I wrote a small C++ project to read the files directly from hard disk(not from HDFS) to build the performance base line. The program will create 4 reading threads for each disk. The performance result is to have about 14MB/s per disk. Total throughput is about 14MB/s * 5 * 5 = 350MB/s (14MB/s * 5 disks * 5 machines ).
However, when this program ( still using C++, dynamically linked to libhdfs.so, creating 4*5*5=100 threads) reads files from hdfs cluster, the throughput is about only 55MB/s.
If this programming is triggered in mapreduce (hadoop streamming, 5 jobs, each have 20 threads, total number of threads is still 100), the throughput goes down to about 45MB/s. (I guess it’s slow down by some bookkeeping process).

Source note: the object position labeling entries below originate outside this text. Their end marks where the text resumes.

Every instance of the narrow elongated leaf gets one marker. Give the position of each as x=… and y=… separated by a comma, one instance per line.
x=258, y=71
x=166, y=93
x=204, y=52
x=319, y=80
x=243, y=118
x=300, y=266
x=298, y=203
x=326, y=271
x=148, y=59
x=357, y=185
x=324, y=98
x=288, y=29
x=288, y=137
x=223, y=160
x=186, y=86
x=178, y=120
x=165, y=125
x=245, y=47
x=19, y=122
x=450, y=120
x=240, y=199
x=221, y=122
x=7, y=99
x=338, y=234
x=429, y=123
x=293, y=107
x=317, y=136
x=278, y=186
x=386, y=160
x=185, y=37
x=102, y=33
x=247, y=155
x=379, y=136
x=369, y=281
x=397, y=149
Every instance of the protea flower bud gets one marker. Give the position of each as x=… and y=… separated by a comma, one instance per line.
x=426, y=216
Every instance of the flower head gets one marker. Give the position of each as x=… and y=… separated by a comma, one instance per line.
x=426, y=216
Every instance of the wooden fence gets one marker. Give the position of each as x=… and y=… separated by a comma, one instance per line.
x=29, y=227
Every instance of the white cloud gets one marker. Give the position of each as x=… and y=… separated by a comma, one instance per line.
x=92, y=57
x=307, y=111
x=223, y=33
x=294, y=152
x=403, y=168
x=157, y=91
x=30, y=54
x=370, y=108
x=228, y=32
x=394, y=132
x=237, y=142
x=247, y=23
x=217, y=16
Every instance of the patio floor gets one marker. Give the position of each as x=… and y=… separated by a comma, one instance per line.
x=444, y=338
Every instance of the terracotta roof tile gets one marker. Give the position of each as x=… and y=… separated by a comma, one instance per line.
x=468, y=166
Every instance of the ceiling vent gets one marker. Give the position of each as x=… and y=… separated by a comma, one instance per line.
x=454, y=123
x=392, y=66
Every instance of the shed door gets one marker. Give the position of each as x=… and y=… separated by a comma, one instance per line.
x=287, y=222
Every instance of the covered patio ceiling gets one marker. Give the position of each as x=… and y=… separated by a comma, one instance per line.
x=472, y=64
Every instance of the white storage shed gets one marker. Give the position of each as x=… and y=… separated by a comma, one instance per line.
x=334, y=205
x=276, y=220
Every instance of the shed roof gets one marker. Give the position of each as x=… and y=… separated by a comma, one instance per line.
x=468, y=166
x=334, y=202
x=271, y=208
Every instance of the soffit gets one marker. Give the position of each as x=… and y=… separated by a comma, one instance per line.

I’m wondering what is the reasonable performance HDFS can prvoide. As you can see, comparing with native code, the data throughput is only about 1/7. Is it the problem of my config? Or HDFS limitation? Or Java limitation? What’s the best way for my scenario? Will sequence file help (much)? What is the reasonable throughput comparing to native IO read we can expect?
Here’s some of my config:
NameNode heap size 32G.
Job/Task node heap size 8G.
NameNode Handler Count: 128
DataNode Handler Count: 8
DataNode Maximum Number of Transfer Threads: 4096
1GBps ethernet.
Thanks.
Lets try to understand our limits and see when we hit them
a) We need namenode to give us information where files are sitting. I can assume that this number is around thousands per second. More information is here https://issues.apache.org/jira/browse/HADOOP-2149
Assuming this number to be 10000K we should be able to get information about 10 MB second for 1K files. (somehow you get more…). may
b) Overhead of HDFS. This overhead is mostly on latency not in throughput. HDFS can be tuned to serve a lot of files in parralel. HBase is doing it and we can take settings from HBase tuning guides. The question here is actually how much Datanodes you need
c) Your LAN. You move data from the network so you might hit 1GB ethernet throughput limit. (i think it what you got.
I also have to agree with Joe – that HDFS is not built for the scenario and you should use other technology (like HBase, if you like Hadoop stack) or compress files together – for example into sequence files.
Regarding reading bigger files from HDFS – run DFSIO benchmark and it will be your number.
In the same time – SSD on single host perfectly can be a solution also.